J’EXPLIQUE
-› Les douleurs neuropathiques du diabète sont consécutives à des altérations des nerfs périphériques des membres inférieurs, préférentiellement les nerfs sensitifs. Le message nerveux est perturbé, tant dans sa perception que dans sa restitution. En effet, chez le patient diabétique, l’irrigation sanguine des nerfs est diminuée car les capillaires qui les traversent subissent des processus thrombotiques. De même, le tissu conjonctif nerveux est altéré dans sa structure, épaissi, perturbant la propagation de l’influx nerveux. Plusieurs mécanismes chimiques intriqués les uns aux autres expliquent l'effet toxique de l'hyperglycémie sur les cellules nerveuses (stress oxydatif, accumulation du glucose dans les neurones, facteurs immunologiques, l’insuline, …) mais il est à l'heure actuelle impossible de déterminer l'importance de chaque mécanisme dans l'histoire naturelle de la neuropathie.
-› Quand le diabète est dépisté, près de 10 % des sujets présentent déjà des lésions nerveuses asymptomatiques de neuropathie diabétique. Elle se caractérise par une atteinte bilatérale et symétrique débutant à l’extrémité distale des membres. Sa progression est ascendante. La polyneuropathie se manifeste la plupart du temps par des paresthésies (sensations anormales non douloureuses) et des dysesthésies (sensations anormales toujours désagréables). Les symptômes sont fonction des fibres atteintes. Les petites fibres sont les premières à être touchées et correspondent à la perte de la sensibilité douloureuse et thermique. L’atteinte des fibres moyennes et grosses correspond à la perte de la sensibilité vibratoire, du tact fin, de la sensibilité proprioceptive (sens positionnel du gros orteil) et à l’abolition des réflexes ostéo-tendineux.
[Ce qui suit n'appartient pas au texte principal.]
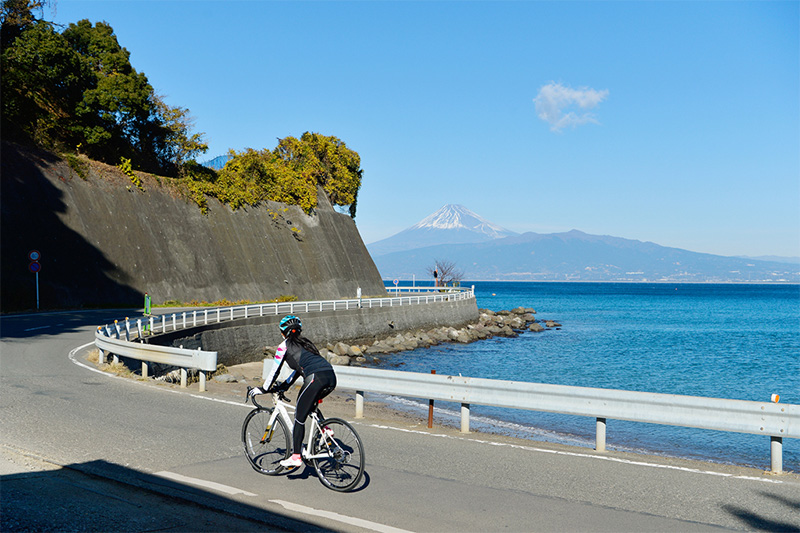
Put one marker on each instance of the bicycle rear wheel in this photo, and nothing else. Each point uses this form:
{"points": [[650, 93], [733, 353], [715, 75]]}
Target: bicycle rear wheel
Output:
{"points": [[265, 447], [342, 469]]}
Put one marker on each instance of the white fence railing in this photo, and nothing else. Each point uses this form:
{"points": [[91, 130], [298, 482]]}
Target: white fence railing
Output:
{"points": [[775, 420], [188, 319], [118, 338]]}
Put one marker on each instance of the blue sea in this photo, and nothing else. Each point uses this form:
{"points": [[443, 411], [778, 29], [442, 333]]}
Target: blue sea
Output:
{"points": [[716, 340]]}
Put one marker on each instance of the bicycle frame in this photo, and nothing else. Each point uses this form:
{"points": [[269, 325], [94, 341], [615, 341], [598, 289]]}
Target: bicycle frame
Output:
{"points": [[281, 409]]}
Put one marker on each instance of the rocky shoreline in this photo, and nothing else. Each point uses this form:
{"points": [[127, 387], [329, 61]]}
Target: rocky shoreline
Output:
{"points": [[490, 324]]}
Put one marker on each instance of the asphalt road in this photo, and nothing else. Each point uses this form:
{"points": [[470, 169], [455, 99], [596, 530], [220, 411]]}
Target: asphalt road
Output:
{"points": [[84, 450]]}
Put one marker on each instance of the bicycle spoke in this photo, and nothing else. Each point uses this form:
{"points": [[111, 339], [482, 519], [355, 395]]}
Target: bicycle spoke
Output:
{"points": [[265, 446], [343, 467]]}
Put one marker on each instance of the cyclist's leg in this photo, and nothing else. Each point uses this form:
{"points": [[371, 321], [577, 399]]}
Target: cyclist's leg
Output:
{"points": [[317, 387]]}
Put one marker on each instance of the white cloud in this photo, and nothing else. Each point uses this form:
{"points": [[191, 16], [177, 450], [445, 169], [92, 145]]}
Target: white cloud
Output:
{"points": [[555, 105]]}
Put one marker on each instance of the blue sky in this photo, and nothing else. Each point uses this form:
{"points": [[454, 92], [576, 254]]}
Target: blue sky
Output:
{"points": [[671, 122]]}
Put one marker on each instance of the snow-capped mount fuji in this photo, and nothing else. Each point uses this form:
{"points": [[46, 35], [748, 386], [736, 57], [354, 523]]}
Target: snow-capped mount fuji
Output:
{"points": [[452, 224]]}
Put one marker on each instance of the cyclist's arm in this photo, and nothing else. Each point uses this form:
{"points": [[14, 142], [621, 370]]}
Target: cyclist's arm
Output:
{"points": [[280, 354]]}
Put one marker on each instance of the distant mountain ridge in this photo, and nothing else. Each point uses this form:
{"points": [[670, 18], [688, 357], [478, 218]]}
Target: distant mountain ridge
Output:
{"points": [[452, 224], [574, 256]]}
-› Environ 20 % des patients diabétiques souffrent de neuropathie.
JE PRESCRIS
-› Le contrôle du diabète doit être aussi rigoureux que possible pour limiter l’aggravation de la neuropathie. Les facteurs de risque majeurs de la neuropathie sont le contrôle glycémique insuffisant et l’ancienneté du diabète.
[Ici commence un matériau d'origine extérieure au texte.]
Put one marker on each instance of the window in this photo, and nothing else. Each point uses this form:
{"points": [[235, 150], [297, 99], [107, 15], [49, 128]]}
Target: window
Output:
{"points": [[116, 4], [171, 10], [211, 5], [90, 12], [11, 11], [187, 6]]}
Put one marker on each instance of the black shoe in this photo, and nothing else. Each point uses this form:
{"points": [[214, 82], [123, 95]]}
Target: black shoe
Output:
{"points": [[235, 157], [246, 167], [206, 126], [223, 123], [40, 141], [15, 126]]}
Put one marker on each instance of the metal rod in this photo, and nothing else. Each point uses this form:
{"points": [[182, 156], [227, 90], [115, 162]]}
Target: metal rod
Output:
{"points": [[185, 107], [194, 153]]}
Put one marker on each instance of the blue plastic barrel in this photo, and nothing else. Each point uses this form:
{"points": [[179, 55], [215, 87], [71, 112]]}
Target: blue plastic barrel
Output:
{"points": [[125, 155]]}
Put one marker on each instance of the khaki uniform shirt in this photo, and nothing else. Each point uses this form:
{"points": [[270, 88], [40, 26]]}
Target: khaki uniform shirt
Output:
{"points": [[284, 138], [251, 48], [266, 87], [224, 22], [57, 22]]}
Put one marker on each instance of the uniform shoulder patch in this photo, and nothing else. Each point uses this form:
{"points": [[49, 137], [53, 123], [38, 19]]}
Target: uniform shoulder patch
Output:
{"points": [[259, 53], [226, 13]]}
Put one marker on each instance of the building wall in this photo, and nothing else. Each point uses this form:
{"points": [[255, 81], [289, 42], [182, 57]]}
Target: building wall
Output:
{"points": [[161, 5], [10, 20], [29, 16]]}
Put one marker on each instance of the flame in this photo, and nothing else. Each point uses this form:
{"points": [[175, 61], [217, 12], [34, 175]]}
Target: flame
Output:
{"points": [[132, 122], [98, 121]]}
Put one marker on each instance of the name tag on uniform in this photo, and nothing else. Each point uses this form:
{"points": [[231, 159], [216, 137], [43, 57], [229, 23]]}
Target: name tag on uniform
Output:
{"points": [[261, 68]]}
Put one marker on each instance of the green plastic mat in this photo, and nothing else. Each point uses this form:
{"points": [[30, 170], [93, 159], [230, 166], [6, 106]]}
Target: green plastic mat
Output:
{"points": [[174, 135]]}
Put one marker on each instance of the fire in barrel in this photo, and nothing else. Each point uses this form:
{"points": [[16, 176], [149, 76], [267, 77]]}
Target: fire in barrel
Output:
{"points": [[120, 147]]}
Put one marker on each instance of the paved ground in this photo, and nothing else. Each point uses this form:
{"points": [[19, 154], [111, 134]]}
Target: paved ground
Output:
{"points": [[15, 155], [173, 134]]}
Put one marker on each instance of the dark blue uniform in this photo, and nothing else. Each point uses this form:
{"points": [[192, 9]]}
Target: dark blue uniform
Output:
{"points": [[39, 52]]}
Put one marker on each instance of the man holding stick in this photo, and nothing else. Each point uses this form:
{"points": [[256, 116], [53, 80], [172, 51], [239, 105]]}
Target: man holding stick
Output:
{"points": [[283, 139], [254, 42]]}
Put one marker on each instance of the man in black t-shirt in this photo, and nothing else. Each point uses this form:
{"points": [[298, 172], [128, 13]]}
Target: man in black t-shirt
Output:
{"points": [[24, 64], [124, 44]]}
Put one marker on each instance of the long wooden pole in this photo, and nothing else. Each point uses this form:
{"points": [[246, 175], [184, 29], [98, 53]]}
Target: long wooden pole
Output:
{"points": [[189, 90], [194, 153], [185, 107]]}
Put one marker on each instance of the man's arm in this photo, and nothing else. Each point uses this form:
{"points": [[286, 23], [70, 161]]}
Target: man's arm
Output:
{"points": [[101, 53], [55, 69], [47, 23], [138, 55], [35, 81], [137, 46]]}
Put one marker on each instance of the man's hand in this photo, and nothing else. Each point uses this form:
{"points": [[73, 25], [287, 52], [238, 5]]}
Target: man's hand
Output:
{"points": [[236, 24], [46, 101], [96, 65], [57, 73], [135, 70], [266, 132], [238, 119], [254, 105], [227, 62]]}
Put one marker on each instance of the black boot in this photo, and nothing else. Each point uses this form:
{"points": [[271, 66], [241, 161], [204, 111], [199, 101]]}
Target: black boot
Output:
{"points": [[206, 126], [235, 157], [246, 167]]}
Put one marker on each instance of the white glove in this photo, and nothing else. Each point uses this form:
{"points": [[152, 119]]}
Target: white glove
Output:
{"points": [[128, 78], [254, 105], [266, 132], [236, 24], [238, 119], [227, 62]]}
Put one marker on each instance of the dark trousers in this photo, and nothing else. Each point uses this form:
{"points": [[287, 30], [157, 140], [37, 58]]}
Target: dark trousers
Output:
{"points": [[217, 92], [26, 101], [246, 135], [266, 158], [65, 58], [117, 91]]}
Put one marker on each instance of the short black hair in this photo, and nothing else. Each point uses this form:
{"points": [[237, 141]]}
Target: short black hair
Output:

-› Aucun examen complémentaire n’est nécessaire pour le diagnostic qui est exclusivement clinique.
-› L’atteinte spécifique du système nerveux justifie que le traitement diffère des antalgiques classiques usuels, pas ou peu efficaces. Les molécules efficaces sur la douleur neuropathique sont des produits qui sont classiquement prescrits dans d’autres indications :
- Les antiépileptiques : la gabapentine ou la pregabaline. Initiée à faible dose, la posologie est augmentée par paliers en fonction de l’efficacité et de la tolérance individuelle. Des effets indésirables sont possibles : somnolence, impression vertigineuse et parfois prise de poids.
- Les antidépresseurs. Les tricycliques (amitriptyline par exemple) sont souvent efficaces mais leur sécurité d’emploi limite leurs indications chez les diabétiques (maladie cardiovasculaire, sujets âgés). On leur préfère les inhibiteurs de recapture sélectifs de la sérotonine et de la noradrénaline (IRSNa), en particulier la duloxetine qui a l’AMM.
- L’association antiépileptique et antidépresseur est justifiée en cas d’efficacité insuffisante.
-› La prescription de tramadol est possible, celle d’opioïdes forts n’est proposée qu’en dernière intention après échec des associations.
J’ALERTE
-› Le délai d’action des traitements peut être retardé (plusieurs jours à plusieurs semaines).
-› L’antalgie est le plus souvent partielle. La douleur est encore présente mais moins gênante. L’efficacité est aussi jugée sur l’amélioration du sommeil, de l’anxiété, et de la qualité de vie.
-› Attention à la deuxième complication de la neuropathie : le pied diabétique. L’apparition de troubles sensitifs doit faire redoubler de vigilance.
-› La présence de lésions nerveuses périphériques peut s’accompagner d’atteintes proximales ou du système nerveux autonome dans son ensemble dont l’évolution n’est pas toujours parallèle à celle de la neuropathie diabétique.